After Apple abandoned its electric car effort in 2021, Doug Field returned to Ford with a mission: reinvent the century-old automaker fast enough to compete with China’s dominant EV industry, tells this interesting article from the New York Times. Knowing traditional Detroit structures couldn’t keep pace, Field created an isolated “skunk works” in California, recruiting top talent from Tesla, Rivian, Lucid, and battery start-ups. His goal was to give engineers the freedom and urgency of a Silicon Valley start-up inside a legacy giant.
The stakes are enormous. Chinese companies such as BYD now produce 60% of the world’s EVs, rapidly expanding with aggressive pricing and fast production cycles. Western automakers, by contrast, take up to seven years to bring a new vehicle to market. Many of their most important EV models are still years away. Ford’s first skunk-works vehicle, a mid-size electric pickup, won’t arrive until 2027.
Innovation is the only path forward. Start-ups across the United States are experimenting with cheaper battery chemistries, dry-coating manufacturing, rare-earth-free motors, and new packaging techniques that could lower costs and reduce reliance on Chinese suppliers. Ford’s skunk-works pickup uses giant aluminum castings and a simplified assembly strategy to hit a target price around $30,000, a direct response to low-cost Chinese competitors.
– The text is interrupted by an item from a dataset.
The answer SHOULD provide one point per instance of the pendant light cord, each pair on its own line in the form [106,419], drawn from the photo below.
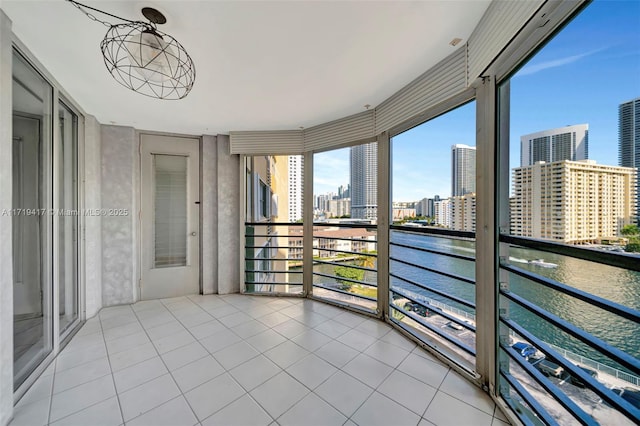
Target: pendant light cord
[82,8]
But U.S. automakers face other hurdles: unstable federal policy, weaker industrial support compared with China, and a domestic market still hesitant about EVs. Abroad, Ford dealers already face fierce competition from Chinese brands offering high-quality, low-price electric models.
Despite this, Field and leaders across the industry insist that transformation is possible if Detroit combines its manufacturing muscle with Silicon Valley’s willingness to experiment. Ford has begun reintegrating the skunk-works team into operations as it moves toward production. The challenge now is scaling breakthrough ideas fast enough to survive global competition.
As BMW’s Joachim Post warns, any company that fails to adapt risks disappearing entirely.